Plenty of people attending the Breivik trial have noted his smirking, saluting attitude, and have condemned what they see as his vainglorious posturing. The man has shown no contrition; indeed has only shed tears when confronted with his own propaganda:
“He started to cry when there were pictures of former heroes like Richard Lionheart and people he thinks are good Crusaders. He paints himself in the same way, that means he is one of them and it looks like that’s why he started to cry when he saw this movie again. I think he was kind of proud of what he’d done,” said victim’s lawyer John Christian Elden.
“His project didn’t succeed, he didn’t manage to get rid of multiculturalism. He only succeeded in getting himself put on trial, and killing many children and young adults,” said victim’s co-ordinating legal counsel Mette Yvonne Larsen.

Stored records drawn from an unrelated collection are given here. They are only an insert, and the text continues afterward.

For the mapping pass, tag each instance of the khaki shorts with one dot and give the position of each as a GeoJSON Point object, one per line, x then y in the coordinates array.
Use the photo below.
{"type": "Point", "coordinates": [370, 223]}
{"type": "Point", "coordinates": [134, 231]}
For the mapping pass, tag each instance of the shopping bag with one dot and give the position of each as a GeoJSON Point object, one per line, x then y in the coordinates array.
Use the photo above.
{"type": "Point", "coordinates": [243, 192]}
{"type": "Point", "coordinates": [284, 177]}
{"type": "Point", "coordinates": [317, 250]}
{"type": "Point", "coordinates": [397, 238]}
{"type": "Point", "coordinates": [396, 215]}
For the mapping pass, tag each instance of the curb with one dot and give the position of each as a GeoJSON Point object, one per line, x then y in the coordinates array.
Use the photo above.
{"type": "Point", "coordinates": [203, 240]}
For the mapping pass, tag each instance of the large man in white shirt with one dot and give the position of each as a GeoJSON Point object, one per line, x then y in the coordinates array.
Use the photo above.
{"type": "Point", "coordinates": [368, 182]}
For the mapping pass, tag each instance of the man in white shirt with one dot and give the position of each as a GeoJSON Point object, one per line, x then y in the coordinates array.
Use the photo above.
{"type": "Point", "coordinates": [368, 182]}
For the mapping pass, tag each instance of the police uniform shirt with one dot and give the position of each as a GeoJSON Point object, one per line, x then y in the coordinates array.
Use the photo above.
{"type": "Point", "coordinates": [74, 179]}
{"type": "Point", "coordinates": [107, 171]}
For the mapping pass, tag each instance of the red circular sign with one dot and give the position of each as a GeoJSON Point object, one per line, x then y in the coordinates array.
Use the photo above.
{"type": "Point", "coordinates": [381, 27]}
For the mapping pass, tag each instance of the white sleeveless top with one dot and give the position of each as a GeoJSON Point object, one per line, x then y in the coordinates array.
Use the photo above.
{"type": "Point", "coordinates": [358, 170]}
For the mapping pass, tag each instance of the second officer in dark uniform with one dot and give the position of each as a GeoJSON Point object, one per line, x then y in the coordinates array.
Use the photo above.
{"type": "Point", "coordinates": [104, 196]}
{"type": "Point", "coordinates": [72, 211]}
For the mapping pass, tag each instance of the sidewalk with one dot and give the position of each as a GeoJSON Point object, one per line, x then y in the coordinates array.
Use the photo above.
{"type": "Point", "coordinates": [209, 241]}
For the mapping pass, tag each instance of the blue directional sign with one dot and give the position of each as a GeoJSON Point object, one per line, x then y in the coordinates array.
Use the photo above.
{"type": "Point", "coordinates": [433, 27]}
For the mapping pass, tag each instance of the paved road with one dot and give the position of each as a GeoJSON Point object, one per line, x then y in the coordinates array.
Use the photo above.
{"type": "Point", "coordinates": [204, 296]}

800 journalists from Norway and the rest of the world have packed into or around the specially-built courtroom, such is the interest in the story.
“To me, the important thing is that there is a proper trial and that as much of the attention is ploughed into caring for those who have lost loved ones, and as little as possible to the perpetrator who actively desires attention,” said a survivor of the Utoya island attack Tore Sinding Bekkedal.
The court has to decide if he is guilty or insane. Breivik says the latter verdict would be “a fate worse than death”.